The MLflow project was launched by Databricks in June, and hit v0.7 this week, with the project gunning for a full 1.0 designation in the first half of 2019.
Project co-founder Matei Zaharia, who is also Databricks CTO and one of the originators of Spark, told Devclass this week that current work was balanced between ensuring stability of what’s in there already, and adding new features.
“One of the main goals is to make sure the current components are working really well,” he said, but, “We designed the current components so we can actually add others later.”
“For example, one thing we’d like to add eventually is that wherever you deploy your model we’d want it to be able to report back with information about how it’s doing. And then you can use that for monitoring and analysis,” he said. “That can be added without changing the core today, it’s just additional calls.”
The aim with MLflow is to be able to do this across different cloud platforms, he continued. “Maybe even on edge devices. For each deployment…[we] want to make sure the stuff that makes it back can all be queried.”
Going further on the issue of deployment Databricks co-founder and VP Andy Konwinski said, “We feel a lot of customers are using Kubernetes as a resource or solution – so you’ll be able to deploy to Kubernetes in the cloud or Kubernetes on premise.”
Data scientists are a resourceful lot, and Zaharia said “You can kind of do that yourself at the moment.

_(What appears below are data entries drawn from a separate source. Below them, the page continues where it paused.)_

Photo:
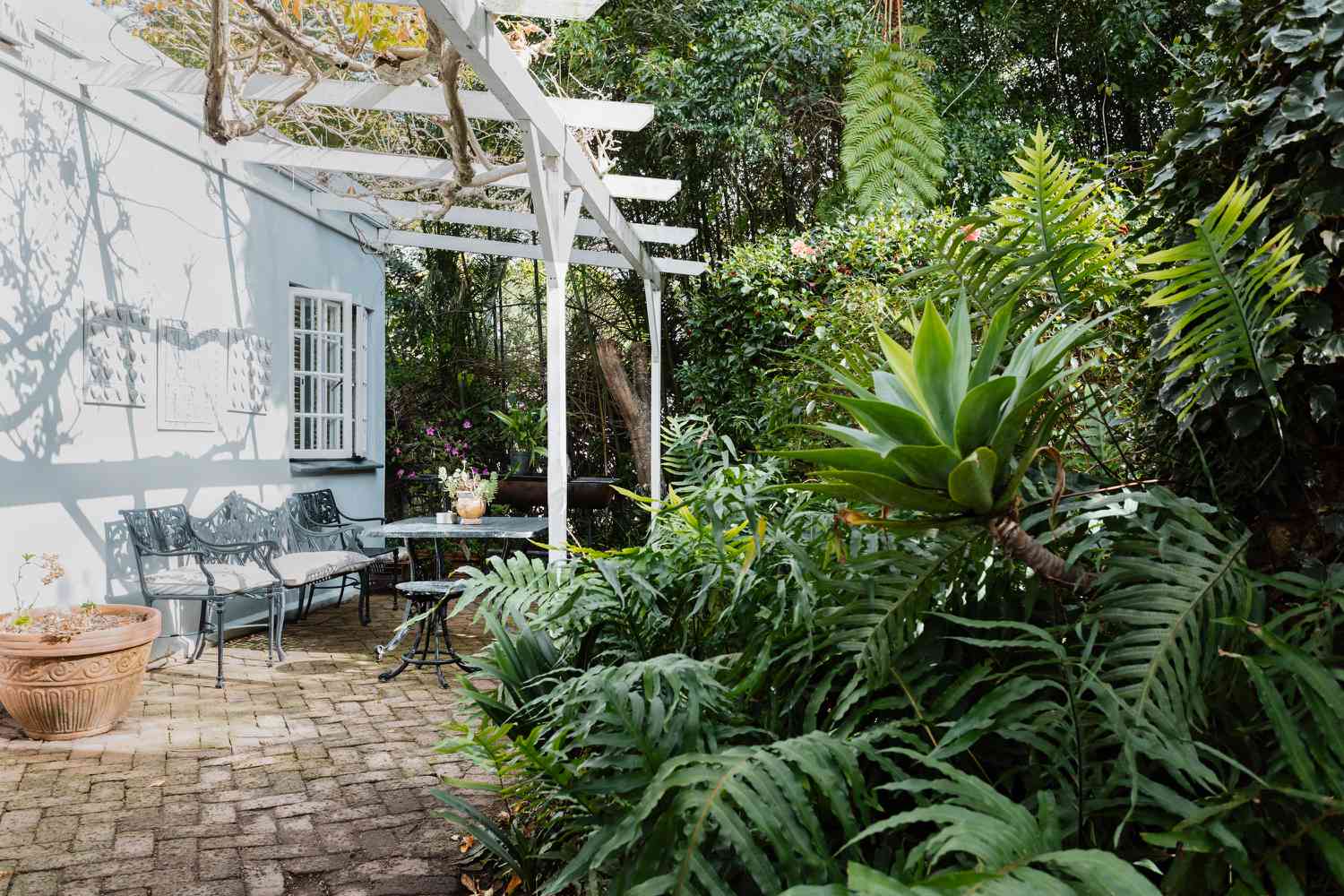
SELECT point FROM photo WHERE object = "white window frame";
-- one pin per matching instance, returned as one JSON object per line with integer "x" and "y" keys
{"x": 357, "y": 362}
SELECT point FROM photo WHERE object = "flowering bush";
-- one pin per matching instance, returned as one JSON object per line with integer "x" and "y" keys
{"x": 430, "y": 445}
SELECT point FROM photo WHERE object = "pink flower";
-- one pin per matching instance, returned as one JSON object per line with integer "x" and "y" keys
{"x": 800, "y": 249}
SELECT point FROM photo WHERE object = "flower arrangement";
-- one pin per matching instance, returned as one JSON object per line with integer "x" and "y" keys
{"x": 40, "y": 571}
{"x": 48, "y": 567}
{"x": 470, "y": 479}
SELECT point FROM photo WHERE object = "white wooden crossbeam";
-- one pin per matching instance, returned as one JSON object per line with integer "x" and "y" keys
{"x": 527, "y": 250}
{"x": 358, "y": 94}
{"x": 572, "y": 10}
{"x": 470, "y": 215}
{"x": 470, "y": 29}
{"x": 413, "y": 167}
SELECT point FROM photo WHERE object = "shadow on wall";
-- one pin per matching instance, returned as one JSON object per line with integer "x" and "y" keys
{"x": 62, "y": 204}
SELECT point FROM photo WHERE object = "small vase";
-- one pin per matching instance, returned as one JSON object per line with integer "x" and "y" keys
{"x": 470, "y": 506}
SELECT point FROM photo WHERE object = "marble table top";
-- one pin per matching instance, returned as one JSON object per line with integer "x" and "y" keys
{"x": 489, "y": 527}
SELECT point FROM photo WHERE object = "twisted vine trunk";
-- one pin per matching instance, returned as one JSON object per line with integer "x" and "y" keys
{"x": 1018, "y": 544}
{"x": 629, "y": 397}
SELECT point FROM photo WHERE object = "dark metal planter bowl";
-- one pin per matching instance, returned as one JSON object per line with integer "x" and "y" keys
{"x": 590, "y": 492}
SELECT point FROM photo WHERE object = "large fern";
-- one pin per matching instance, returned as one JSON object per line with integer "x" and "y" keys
{"x": 1226, "y": 303}
{"x": 1167, "y": 584}
{"x": 744, "y": 820}
{"x": 1011, "y": 850}
{"x": 892, "y": 148}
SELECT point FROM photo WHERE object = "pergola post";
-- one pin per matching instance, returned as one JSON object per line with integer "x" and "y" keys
{"x": 556, "y": 222}
{"x": 653, "y": 300}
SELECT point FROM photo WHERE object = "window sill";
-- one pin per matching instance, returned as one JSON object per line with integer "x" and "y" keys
{"x": 332, "y": 466}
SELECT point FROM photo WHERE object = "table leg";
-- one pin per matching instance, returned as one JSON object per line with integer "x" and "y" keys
{"x": 383, "y": 649}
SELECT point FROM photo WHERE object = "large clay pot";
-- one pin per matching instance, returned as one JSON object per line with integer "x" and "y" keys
{"x": 67, "y": 689}
{"x": 470, "y": 506}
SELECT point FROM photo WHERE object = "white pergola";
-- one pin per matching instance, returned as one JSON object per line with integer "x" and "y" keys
{"x": 561, "y": 179}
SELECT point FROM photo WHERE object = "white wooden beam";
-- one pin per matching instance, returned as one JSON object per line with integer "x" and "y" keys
{"x": 572, "y": 10}
{"x": 653, "y": 301}
{"x": 556, "y": 225}
{"x": 358, "y": 94}
{"x": 668, "y": 266}
{"x": 470, "y": 29}
{"x": 378, "y": 164}
{"x": 470, "y": 215}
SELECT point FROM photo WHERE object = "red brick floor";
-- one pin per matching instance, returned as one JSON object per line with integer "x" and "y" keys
{"x": 309, "y": 778}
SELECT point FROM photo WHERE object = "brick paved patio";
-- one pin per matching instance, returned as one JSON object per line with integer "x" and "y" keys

You can already deploy a software container and you can use Kubernetes for that. We want to make that easier.”
“Seamless,” added Konwinski.
Databricks has also said Windows support is on the agenda – which might not seem like a top to do item to some. “The Windows support will be needed for people who do development on Windows – who want to work on their laptop,” said Zaharia.
It’s just another aspect of open-ness, the pair reckon, in a world where anyone experimenting with Machine Learning can wake up one morning to find they are inextricably tied to a single platform provider.
Locking in Machine Learning?
Konwinski said “The community appreciates an open source alternative in this space, because there’s growing concern about vendor lock-in. Having an open source alternative addresses that. It’s a nice layer on top of the multi-cloud offering.”
Talking of offerings, Databricks’s own hosted version of MLflow has been available for a month and a half as an alpha preview.
Konwinski said it had “ten active accounts” and a funnel of closer to a hundred. “We’re getting daily feedback from customers.”
What sort of feedback has MLflow generated so far?
He said, “People love the ability to track multiple languages and have a central place their data scientists can collaborate on the results of runs, said Konwinski. “Having composability of their projects and reproduceability has been something they’ve found extremely valuable, in particular multi-stage workflows and the ability to share code and reuse each others’ code.
“Finally,” he said, “We’ve a lot of people who’ve used all of the different deploy modes, both the cloud vendors you can deploy to plus on premise type deployments of the models that they’re building.”
All of which could be, let’s say, comforting for organisations who struggle to get their data scientists and main developer organisations working in sync.
“This is like the software engineering workflow for Machine Learning”, said Zaharia. “It resonates very well with everyone who’s done a little bit of Machine Learning.”